Share

Rumah Ini dan Kesiapan Mentari

Langkah kaki Mentari terasa begitu berat memasuki rumah besar dan mewah yang dulu ia tinggalkan. Banyak kisah di sini. Banyak kenangan juga. Dan, sumber luka Mentari juga berasal dari sini. Tidak ada yang berubah secara signifikan. Semuanya masih sama. Terawat.

"Mami!"

Mentari menoleh cepat. Matanya menatap gadis yang semalam menyadarkannya betapa pentingnya arti sebuah keluarga. Mentari juga menyadari betapa ia sangat merindukan orang-orang terkasihnya di sini.

"Kangen," Lengan Mentari membelit erat tubuh gadis 8 tahun yang saat ini memeluknya. Bagian dadanya yang basah membuat Mentari tahu kalau gadis itu menangis tanpa suara.

"Maaf, Nak," bisik Mentari.

"Kamu kembali."

Mentari menoleh lagi. Kali ini ada sosok lain yang berjalan mendekat. Mentari tersenyum.

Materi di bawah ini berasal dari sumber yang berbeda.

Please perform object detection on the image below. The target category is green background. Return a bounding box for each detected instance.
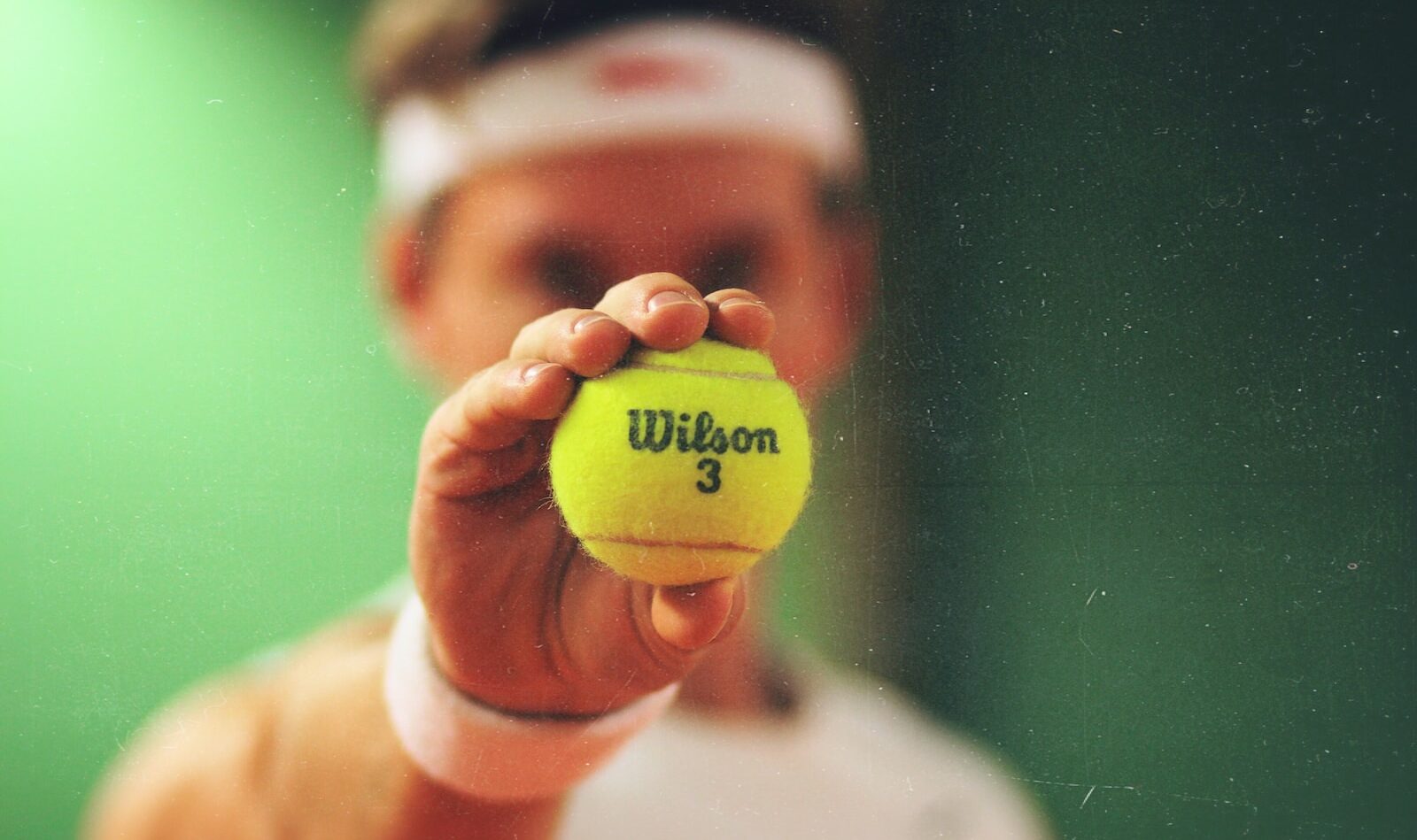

"Mas Genta apa kabar?" tanyanya.

Genta mengangguk pelan, "baik," jawabnya. Pandangannya jatuh pada Yosi yang belum menguraikan pelukannya pada tubuh Mentari.

"Kak, udah, biarin Mami istirahat dulu," tegur Genta.

Yosi melepaskan pelukannya sambil menunduk. Mentari tahu, gadis itu sedang berusaha untuk melindungi wajah basahnya.

"Mau dua!"

"Satu!"

"Dua!"

"Satu, Nak,"

"Dua, Bunaaaaa!"

Mentari menoleh menatap suara yang saling bersahutan dari arah belakangnya. Matanya langsung berkaca-kaca melihat wanita yang tengah menggendong seorang bocah berusia 2 tahun berjalan mendekat.

"Men...tari..."

Mentari mengangguk. Kini isakan pelannya mulai terdengar. Genta segera mengambil alih bocah 2 tahun itu dari gendongan Senja, istrinya. Pria itu membiarkan sang istri melepaskan rasa rindunya kepada sang kembaran.

"Aku kangen," bisik Senja.

Mentari ingin sekali mengeratkan pelukan mereka. Tapi wanita itu menahannya karena keadaan perut buncit Senja. Jelas wanita itu sedangan hamil besar.

"Aku juga kangen," balas Mentari.

Cukup lama keduanya berpelukan hingga suara lain terdengar kembali. Kali ini, Hasna yang datang mendekat. Wanita tua itu menatap punggung Mentari yang masih memeluk Senja.

"Ada tamu? Siapa, Kak?" tanya Hasna berbisik pada Yosi.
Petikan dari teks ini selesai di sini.